On this day we celebrate the feast of St. Linus, who, according to tradition, was the first Pope after the Apostles.
"Irenaeus thought that the Church had been 'founded and organized at Rome by the two glorious Apostles, Peter and Paul,' and that its faith had been reliably passed down to posterity by an unbroken succession of bishops, the first of them chosen and consecrated by the Apostles themselves. He named the bishops who had succeeded the Apostles, in the process providing us with the earliest surviving list of the popes--Linus, Anacletus, Clement, Evaristus, Alexander, Sixtus, and so on down to Irenaeus' contemporary and friend Eleutherius, Bishop of Rome from AD 174 to 189."
--Saints and Sinners: A History of the Popes, by Eamon Duffy, Yale University Press, Third Edition, 2006, page 2.
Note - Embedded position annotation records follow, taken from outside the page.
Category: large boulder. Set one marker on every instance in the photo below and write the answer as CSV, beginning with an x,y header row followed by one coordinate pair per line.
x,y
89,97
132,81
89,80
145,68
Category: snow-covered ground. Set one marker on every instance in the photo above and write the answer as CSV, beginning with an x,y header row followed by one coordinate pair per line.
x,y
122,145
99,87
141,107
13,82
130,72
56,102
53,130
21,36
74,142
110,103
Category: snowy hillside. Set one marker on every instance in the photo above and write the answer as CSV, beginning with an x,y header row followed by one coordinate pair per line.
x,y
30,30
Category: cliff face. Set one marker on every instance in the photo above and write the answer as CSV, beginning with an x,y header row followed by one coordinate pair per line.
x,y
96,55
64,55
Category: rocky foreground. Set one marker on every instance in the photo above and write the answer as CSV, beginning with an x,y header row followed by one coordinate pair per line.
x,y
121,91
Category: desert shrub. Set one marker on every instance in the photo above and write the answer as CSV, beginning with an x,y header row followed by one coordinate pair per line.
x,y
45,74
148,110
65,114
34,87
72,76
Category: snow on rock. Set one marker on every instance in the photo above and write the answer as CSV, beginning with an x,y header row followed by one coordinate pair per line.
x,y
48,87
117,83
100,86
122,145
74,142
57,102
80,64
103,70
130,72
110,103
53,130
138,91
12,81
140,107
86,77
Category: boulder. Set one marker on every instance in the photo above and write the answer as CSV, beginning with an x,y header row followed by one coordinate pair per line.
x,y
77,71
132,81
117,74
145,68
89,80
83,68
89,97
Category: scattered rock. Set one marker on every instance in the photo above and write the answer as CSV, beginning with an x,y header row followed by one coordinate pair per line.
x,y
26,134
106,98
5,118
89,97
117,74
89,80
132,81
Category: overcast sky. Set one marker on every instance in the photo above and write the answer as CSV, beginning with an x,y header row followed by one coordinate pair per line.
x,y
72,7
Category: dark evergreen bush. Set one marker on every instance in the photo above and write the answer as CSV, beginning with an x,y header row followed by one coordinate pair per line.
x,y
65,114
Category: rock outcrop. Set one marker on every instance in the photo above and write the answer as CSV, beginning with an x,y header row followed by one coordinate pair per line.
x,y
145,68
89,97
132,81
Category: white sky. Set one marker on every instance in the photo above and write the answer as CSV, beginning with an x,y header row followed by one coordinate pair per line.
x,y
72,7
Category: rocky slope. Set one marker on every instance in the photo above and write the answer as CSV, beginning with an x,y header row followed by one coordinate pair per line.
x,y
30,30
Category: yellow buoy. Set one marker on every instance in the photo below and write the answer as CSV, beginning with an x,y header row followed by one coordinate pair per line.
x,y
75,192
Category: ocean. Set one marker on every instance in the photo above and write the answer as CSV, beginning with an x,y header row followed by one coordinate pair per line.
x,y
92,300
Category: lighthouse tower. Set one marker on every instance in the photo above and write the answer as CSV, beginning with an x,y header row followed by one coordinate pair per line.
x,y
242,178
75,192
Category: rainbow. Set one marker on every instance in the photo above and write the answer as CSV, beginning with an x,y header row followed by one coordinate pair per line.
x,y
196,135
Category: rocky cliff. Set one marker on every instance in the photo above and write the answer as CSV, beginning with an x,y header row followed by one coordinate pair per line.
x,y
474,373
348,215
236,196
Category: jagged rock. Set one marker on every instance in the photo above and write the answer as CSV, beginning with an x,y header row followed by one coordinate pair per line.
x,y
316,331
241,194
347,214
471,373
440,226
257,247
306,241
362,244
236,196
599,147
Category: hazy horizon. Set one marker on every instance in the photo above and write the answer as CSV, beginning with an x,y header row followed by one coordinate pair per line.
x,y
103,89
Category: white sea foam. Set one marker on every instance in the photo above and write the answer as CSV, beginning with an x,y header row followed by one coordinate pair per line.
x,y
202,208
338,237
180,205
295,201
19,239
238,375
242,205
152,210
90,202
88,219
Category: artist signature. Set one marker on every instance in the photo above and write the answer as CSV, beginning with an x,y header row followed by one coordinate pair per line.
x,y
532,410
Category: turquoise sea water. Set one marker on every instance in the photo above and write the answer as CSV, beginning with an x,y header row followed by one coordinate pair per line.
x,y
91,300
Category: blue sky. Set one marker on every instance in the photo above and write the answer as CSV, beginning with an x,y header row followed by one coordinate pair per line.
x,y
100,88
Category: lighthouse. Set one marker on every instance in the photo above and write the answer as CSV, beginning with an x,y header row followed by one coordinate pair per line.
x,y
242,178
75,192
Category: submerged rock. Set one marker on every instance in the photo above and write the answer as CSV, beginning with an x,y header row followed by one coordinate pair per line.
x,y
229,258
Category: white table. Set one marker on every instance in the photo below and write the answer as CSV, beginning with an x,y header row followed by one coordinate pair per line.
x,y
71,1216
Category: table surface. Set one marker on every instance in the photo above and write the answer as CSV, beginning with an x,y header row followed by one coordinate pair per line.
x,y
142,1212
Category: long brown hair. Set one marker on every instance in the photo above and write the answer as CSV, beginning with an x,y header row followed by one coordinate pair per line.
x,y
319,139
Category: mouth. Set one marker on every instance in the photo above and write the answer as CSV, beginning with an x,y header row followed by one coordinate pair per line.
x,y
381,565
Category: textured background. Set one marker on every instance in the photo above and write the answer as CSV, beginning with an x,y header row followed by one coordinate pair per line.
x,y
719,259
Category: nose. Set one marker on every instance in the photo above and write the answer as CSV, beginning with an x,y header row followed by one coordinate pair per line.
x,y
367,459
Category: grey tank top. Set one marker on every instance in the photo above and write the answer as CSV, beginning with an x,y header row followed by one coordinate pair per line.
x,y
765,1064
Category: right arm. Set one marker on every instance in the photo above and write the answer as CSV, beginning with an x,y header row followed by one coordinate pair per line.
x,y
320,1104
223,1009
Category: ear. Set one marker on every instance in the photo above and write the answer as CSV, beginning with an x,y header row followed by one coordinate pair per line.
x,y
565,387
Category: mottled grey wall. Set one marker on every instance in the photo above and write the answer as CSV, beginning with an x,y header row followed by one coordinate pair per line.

"Yet matters are not so simple. The popes trace their commission from Christ through Peter, yet for Irenaeus the authority of the Church at Rome came from its foundation by two Apostles, not by one. Peter and Paul, not Peter alone. The tradition that Peter and Paul had been put to death at the hands of Nero in Rome about the year AD 64 was universally accepted in the second century, and by the end of that century pilgrims to Rome were being shown the 'trophies' of the Apostles, their tombs or cenotaphs, Peter's on the Vatican Hill, and Paul's on the Via Ostiensis, outside the walls on the road to the coast. Yet on all this the New Testament is silent. Later legend would fill out the details of Peter's life and death in Rome . . . . But they are pious romance, not history, and the fact is that we have no reliable accounts either of Peter's later life or of the manner or place of his death. Neither Peter nor Paul founded the Church at Rome, for there were Christians in the city before either of the Apostles set foot there. Nor can we assume, as Irenaeus did, that the Apostles established there a succession of bishops to carry on their work in the city, for all the indications are that there was no single bishop at Rome for almost a century after the deaths of the Apostles. In fact, wherever we turn, the solid outlines of the Petrine succession at Rome seem to blur and dissolve." Pages 2-3.
Linus may be mentioned in Eucharistic Prayer I, but it is optional. See page 17.
Portions of the Second Epistle to Timothy are read on four Sundays in Year C, though never 4:21: "Make haste to come before winter. Eubulus and Pudens and Linus and Claudia and all the brethren, salute you."
Scripture scholars do not know if that Linus and Pope Linus are one and the same, but it is reasonable to think they may be. Perhaps Eubulus and Pudens and Linus and Claudia were bishops, who, like Timothy, had been mentored and consecrated by Paul.